Risk systems are today one of the key technologies within financial firms. Risk management guides everything from market exposure to regulatory reporting. Therefore, it is important to know what a risk management system can capture, measure and predict and perhaps more importantly, what it does not capture.

The kernel of this article is to show some examples of risk exposures that can fly below the radar screen of risk systems.

As we will exemplify risk systems can be blind to, and therefore portfolios vulnerable to, risks that systems are not measuring and do not have the capacity to imagine.

What gets measured can be managed and while we may feel safer by improving our risk systems and risk management techniques, they did not stop bank failures in 2008, nor are they likely to prevent or predict the next large dislocation. It is therefore important to broaden our scope of risk awareness to what lies outside the risk management system’s reach.  

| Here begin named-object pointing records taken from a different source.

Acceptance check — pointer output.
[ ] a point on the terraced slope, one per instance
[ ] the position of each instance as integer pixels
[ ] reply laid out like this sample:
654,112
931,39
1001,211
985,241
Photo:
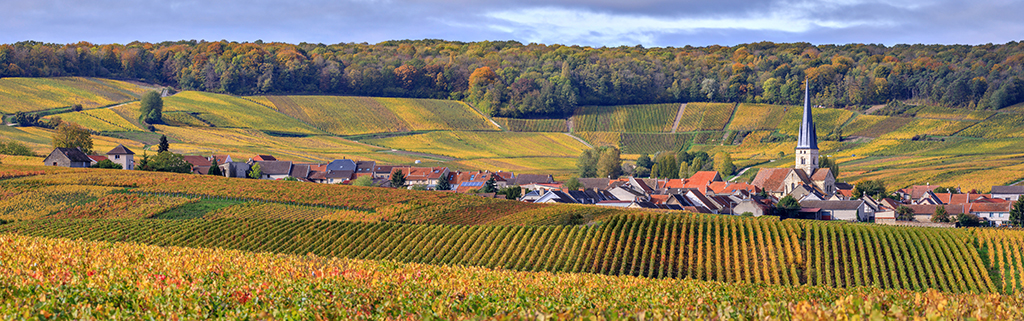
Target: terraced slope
350,115
30,94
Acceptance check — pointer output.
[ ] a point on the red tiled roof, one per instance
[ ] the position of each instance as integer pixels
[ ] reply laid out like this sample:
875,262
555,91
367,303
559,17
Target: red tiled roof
918,191
771,178
989,207
820,174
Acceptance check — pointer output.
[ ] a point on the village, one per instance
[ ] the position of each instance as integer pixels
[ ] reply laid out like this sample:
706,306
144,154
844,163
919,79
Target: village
805,191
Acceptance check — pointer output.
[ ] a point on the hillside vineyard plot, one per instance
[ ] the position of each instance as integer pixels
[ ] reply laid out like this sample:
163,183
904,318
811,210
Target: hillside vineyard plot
59,277
626,118
694,246
30,94
346,115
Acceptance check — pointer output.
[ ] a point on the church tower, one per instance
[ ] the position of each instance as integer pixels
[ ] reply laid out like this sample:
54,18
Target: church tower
807,143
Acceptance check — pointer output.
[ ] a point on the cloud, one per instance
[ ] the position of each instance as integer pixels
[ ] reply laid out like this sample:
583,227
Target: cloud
595,23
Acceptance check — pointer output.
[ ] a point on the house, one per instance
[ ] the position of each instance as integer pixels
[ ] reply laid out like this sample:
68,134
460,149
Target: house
556,197
200,165
95,159
754,206
841,210
522,179
66,157
123,156
1010,193
236,169
428,176
997,213
274,169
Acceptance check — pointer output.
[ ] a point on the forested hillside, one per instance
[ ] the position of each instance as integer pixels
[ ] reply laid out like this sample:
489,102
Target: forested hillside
516,80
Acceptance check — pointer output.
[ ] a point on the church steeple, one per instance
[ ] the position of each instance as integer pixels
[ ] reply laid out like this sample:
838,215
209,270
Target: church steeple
807,143
808,136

It is to be noted that some of the risks or biases we describe may be intended components of an investment strategy. Such a discussion about investment expectations and understanding between managers and investors lies outside the scope of this article.

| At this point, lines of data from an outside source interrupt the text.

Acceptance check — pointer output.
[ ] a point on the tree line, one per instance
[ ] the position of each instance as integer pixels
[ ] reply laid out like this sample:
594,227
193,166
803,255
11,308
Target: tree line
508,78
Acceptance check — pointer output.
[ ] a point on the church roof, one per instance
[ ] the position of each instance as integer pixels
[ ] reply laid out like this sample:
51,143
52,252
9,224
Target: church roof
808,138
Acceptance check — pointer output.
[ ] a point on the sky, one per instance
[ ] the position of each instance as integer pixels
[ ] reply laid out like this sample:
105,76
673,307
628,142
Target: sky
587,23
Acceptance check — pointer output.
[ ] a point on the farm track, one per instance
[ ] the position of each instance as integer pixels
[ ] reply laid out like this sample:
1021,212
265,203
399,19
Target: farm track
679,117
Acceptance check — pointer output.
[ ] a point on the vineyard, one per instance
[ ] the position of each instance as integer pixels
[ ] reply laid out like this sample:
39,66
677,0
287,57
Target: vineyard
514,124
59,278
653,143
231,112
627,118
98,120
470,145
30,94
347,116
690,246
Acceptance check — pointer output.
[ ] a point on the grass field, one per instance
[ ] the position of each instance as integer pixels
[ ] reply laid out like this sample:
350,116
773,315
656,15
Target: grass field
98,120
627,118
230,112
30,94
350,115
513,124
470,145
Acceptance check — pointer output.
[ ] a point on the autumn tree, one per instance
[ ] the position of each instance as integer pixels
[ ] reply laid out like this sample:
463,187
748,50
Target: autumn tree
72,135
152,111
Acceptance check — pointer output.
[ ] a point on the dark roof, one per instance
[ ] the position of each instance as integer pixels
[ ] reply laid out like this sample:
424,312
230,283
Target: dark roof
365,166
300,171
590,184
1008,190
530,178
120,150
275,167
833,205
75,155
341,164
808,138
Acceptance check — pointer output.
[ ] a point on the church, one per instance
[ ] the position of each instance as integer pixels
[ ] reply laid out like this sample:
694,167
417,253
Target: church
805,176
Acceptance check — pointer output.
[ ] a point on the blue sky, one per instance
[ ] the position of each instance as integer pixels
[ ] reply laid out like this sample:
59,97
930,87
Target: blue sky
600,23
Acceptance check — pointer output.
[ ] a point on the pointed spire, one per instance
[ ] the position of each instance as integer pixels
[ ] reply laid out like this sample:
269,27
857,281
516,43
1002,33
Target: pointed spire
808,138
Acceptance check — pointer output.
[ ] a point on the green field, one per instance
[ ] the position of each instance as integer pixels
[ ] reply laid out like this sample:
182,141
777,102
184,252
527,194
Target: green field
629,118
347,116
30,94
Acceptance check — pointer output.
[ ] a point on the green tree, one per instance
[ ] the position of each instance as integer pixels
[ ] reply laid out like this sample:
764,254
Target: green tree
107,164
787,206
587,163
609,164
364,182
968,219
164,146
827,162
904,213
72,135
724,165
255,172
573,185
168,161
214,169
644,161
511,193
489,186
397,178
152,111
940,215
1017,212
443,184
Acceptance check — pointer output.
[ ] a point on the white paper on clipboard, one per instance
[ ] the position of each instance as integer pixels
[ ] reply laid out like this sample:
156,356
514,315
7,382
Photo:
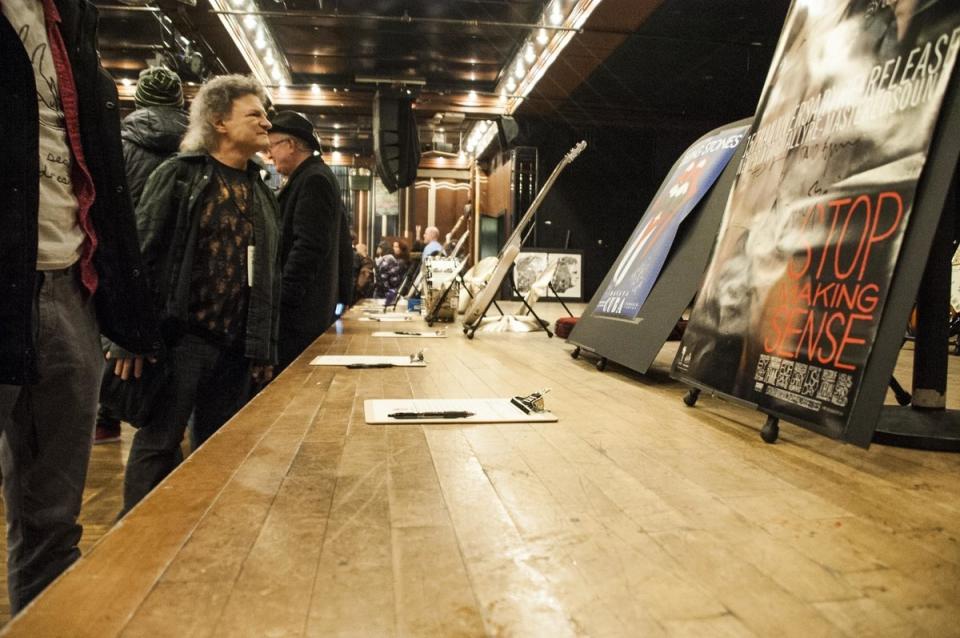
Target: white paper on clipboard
494,410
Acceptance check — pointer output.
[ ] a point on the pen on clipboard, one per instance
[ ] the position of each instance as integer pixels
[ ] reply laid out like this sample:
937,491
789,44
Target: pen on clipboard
444,414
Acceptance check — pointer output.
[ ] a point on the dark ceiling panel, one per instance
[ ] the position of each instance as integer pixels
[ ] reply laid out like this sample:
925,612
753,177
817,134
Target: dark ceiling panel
634,63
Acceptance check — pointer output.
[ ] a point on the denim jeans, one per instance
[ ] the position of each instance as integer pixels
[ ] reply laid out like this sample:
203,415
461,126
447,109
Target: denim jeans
208,381
47,434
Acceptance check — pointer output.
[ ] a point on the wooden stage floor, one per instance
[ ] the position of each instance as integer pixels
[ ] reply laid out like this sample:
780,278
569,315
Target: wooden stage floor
632,516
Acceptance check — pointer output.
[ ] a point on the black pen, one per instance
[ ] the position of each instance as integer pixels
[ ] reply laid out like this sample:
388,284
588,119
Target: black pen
449,414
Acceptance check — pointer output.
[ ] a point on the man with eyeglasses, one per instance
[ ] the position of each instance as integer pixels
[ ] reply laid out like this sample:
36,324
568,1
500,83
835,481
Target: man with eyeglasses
315,254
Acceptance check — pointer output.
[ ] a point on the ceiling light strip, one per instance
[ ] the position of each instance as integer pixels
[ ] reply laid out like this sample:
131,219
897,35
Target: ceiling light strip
255,42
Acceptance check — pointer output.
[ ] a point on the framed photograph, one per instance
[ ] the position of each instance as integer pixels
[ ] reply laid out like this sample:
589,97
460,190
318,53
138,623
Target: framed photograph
566,265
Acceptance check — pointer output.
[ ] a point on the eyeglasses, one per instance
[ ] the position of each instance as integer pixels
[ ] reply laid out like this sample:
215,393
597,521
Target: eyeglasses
282,139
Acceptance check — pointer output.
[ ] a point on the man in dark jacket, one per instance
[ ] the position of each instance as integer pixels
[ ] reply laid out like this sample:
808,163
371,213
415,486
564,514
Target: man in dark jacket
150,134
208,229
153,132
69,269
314,227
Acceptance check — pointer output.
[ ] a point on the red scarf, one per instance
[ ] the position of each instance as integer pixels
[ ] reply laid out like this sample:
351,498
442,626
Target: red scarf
82,181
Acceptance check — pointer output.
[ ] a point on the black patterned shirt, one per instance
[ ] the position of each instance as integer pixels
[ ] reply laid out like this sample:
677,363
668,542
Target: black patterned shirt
219,293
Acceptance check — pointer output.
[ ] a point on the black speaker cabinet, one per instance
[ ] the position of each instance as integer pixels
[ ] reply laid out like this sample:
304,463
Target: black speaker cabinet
396,142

Even if it is rare, we have come across cases where a risk or bias was not known or understood by the portfolio manager himself. In such cases, both manager and investor are equally exposed to possible negative surprises.

The point we want to make, by illustrating with some examples from our own experience, is that an investor should never rely on risk systems to provide more than a partial coverage of all the risks embedded in investment portfolios. The investor needs to look beyond his risk reports and try to find what other risks and biases he may be exposed to in a portfolio or strategy. This is a never-ending task and requires experience, imagination and creativity along with the hard work of analysing the traditional risk reports.

The below list of hidden risks and biases are by no means exhaustive, but all examples are real and from our own experience. We focus on market risk, rather than operational risk issues.

If these examples succeed in sowing a seed of sound doubt and this triggers a more holistic risk approach, then this article has achieved its aim.

“Anything that can hurt my portfolios and I am in particular looking out for the things that have not yet happened or that I have not yet imagined.”
– Risk manager of large Global Macro Hedge Fund when asked about his risk focus

Exploding/imploding Betas
For any particular stock, its Beta is more or less stable over time. The stability of the Beta is also more or less sensitive to various changes in markets. In a certain market environment, the Beta of some stocks may increase a lot, while for other stocks, their Beta implodes.

A portfolio of stocks may contain long positions and short bets with opposite Beta dynamics. If the longs and shorts react very differently to a certain type of market downturn this may then cause larger losses than what the risk system’s portfolio Beta estimates suggests. To have different Beta biases on the short and long side of the portfolio can indeed be a conscious part of an investment strategy. It does however, result in a portfolio with a different and in some respects higher risk than the risk report shows.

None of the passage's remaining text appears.